A list of free knitting patterns for dolls compiled for my reference.
Move aside Barbie! Here comes hand knitted dolls that are just as fun and lovely.
1. Paton’s Rose Fairy Doll
This is such a lovely doll pattern. Perfect for a girly girl whatever her age.
2. Jennie’s Sally the Eco Fairy
Sally is such a lovely doll with a very stylish knitted hair. It is not for a beginner although the instructions are quite detailed.
3. Nioknits’ Keito Doll
If you like playing with doll dress up, this would be up your alley. You can now knit up the doll and a set of clothing like a jacket, a dress, trousers and more. Nioknits had also designed a series of dresses, trousers, and shorts. A good yarn buster project.
A softie doll that is both whimsical to look at and make. The English translation is very clear which is a pleasant surprise thanks to Katharina.
5. Sara’s Gingerbread Boy
This boy is an easy knit with no seaming at all. My kind of pattern haha. I would use 2 circular needles to knit this instead of double pointed needles.
Doll Patterns Adapted from Storybooks or Animation
6. Your Family’s Knitted Big Ear and Noddy Dolls
I grew up reading Enid Blyton’s adventures of Noddy and Big Ear in Toyland. If you have a little fan at home, these dolls would make him/her smile.
7. Your Family’s The Pink Panther
This is like nostalgia. With long arms and long legs, this pink panther’s only mischief is to be someone’s cuddly sleeping companion. Made up of mostly garter stitch, my favourite stitch.
8. Lizzard’s Fin the Human
Lizzard gave a lot of instructions but because she used a lot of small parts so it can get a bit confusing. Scroll down her page for questions by visitors and her answers. This should clear things up a bit. Oh, Jake the Dog is available for free too.
9. Juanamac’s Frozen Olaf Doll
This is a surprising good pattern of Olaf. It is knitted using double-pointed needles but it can be replaced with circular needles.
10. Knitterbees’ Miffy
There are some gaps in the pattern. It didn’t say how you should attach the head to the body but I think it is intuitive yah. Another knitter mentioned that she picked up stitches from the head to knit the body.

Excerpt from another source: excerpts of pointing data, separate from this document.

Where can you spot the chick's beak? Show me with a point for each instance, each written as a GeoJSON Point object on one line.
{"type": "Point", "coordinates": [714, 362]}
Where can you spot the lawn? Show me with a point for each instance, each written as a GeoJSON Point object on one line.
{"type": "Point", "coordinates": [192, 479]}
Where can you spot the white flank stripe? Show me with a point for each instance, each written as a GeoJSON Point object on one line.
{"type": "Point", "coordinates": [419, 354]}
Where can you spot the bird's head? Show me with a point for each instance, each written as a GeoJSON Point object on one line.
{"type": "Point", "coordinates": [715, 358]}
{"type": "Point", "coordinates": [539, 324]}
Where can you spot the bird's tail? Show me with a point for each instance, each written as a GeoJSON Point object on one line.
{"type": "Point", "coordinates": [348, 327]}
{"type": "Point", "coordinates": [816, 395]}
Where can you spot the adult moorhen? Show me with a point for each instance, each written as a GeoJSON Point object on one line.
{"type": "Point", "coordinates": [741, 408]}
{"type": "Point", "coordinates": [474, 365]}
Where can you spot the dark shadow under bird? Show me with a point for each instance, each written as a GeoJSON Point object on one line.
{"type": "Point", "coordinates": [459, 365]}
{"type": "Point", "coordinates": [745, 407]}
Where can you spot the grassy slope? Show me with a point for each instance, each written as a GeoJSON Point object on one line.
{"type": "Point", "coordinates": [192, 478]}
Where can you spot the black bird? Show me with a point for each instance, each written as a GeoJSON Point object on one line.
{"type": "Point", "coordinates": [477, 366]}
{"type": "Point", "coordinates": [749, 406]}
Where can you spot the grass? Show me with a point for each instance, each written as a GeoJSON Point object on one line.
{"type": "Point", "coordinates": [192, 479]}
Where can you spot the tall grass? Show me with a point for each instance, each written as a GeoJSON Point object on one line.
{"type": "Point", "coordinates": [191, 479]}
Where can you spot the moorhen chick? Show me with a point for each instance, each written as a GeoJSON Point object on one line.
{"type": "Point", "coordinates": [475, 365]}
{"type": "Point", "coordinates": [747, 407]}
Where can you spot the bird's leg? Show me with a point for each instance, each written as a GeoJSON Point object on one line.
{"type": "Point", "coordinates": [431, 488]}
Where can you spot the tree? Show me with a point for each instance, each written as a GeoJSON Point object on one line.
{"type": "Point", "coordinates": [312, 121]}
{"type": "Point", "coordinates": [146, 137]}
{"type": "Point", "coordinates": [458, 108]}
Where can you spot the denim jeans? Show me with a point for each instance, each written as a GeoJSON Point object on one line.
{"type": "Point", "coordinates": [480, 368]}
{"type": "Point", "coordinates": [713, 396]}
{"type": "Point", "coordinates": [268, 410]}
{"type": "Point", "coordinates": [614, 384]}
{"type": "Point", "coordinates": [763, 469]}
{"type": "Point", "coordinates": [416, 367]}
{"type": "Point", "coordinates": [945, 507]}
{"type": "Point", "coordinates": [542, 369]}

Not a bad idea. Or you can do provisional cast on for the head so you get live stitches later.
11. Susan’s Miffy
Get the pattern for Susan’s Miffy
Another version of Miffy. Construction is similar to Knitterbees. Knit the head and divide for the ears.
I wanted to add this book into this guide because it contains 14 toy doll patterns. It is worth buying although you can also try your local library.
Tatyana’s dolls are probably not suitable for very young children. They are more delicate and not good for rough play. An older child may be captivated by their cuteness and play with them with more care.
Tatyana seems to think that even beginners can make her dolls as she starts off her book with the basic techniques like how to hold the needles, cast-on, knit and purl stitches. But I really appreciate her taking the time to teach assembling the parts using thread jointing. There is step by step instructions with pictures or illustrations. She did the same with hairstyle and limbs.
Each project consists of abbreviations, materials needed, section by section and row by row instructions. Tatyana is meticulous. She also included pictures of each completed parts. There is no guessing with her patterns.
Tatyana uses some unique techniques to shape her dolls. Even experienced knitters might learn a few new tricks.
That’s all to this doll list for now.